A entrevistada explicou também que suportou tudo aquilo que contou porque a ginasta na Roménia é ainda uma forma de encontrar uma vida melhor. «Venho de uma família modesta. A minha mãe queria que eu tivesse um futuro, viu que eu gostava de ginástica e inscreveu-me no clube de Constança. Fiquei presa entre a pressão da família, o amor pela ginástica e as agressões da Camelia Voinea. Tinha 8, 9 anos. Como poderia saber o que fazer?
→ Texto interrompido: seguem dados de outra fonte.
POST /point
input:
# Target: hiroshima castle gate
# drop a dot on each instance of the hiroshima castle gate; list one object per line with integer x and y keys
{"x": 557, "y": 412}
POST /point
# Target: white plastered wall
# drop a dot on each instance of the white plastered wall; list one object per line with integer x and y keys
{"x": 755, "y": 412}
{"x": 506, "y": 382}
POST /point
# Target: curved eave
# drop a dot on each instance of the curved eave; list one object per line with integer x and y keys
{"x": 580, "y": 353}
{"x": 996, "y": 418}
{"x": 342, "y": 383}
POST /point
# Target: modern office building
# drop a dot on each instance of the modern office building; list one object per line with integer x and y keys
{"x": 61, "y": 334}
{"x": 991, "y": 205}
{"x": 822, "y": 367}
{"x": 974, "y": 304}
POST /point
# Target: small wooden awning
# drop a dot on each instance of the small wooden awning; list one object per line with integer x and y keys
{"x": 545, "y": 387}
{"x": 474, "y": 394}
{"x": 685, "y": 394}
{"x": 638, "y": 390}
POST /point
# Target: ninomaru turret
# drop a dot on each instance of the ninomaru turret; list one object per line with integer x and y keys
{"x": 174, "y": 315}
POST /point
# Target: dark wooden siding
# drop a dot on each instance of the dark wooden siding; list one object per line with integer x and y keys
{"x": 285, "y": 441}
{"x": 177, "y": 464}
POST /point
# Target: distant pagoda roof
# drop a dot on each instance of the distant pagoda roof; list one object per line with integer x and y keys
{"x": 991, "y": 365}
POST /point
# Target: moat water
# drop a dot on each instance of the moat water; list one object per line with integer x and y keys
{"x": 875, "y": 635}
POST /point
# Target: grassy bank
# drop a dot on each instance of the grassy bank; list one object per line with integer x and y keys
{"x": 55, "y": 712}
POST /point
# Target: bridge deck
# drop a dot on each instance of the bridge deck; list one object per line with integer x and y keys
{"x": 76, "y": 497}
A minha mãe percebeu que algo não estava bem comigo quando, aos 12 anos, eu ia a caminho do ginásio e voltava para casa, com medo».

«Lembro-me de ter caído da trave numa competição. À noite, saímos todos para jantar. As outras raparigas receberam o que quiseram, bife panado, batatas fritas, e eu recebi uma pequena porção de salada grega. Ela disse-me que eu não merecia mais nada porque não era suficientemente boa. Senti-me humilhada»

Camelia Voinea nega acusações

Tal como aconteceu com as declarações de Denisa Golgota, Camelia Voinea negou veementemente todas as acusações.

«Não existe tal coisa na ginástica, com chicotes e coisas do género! Agora surgem casos prescritos e acusam-se pessoas. Assim, qualquer um pode dizer qualquer coisa sobre qualquer pessoa. Acreditem, eu nunca levei uma bofetada dos meus treinadores, e vivi na era comunista. Não disse nada até agora precisamente para recolher mais informações sobre as pessoas que me difamaram», declarou a treinadora.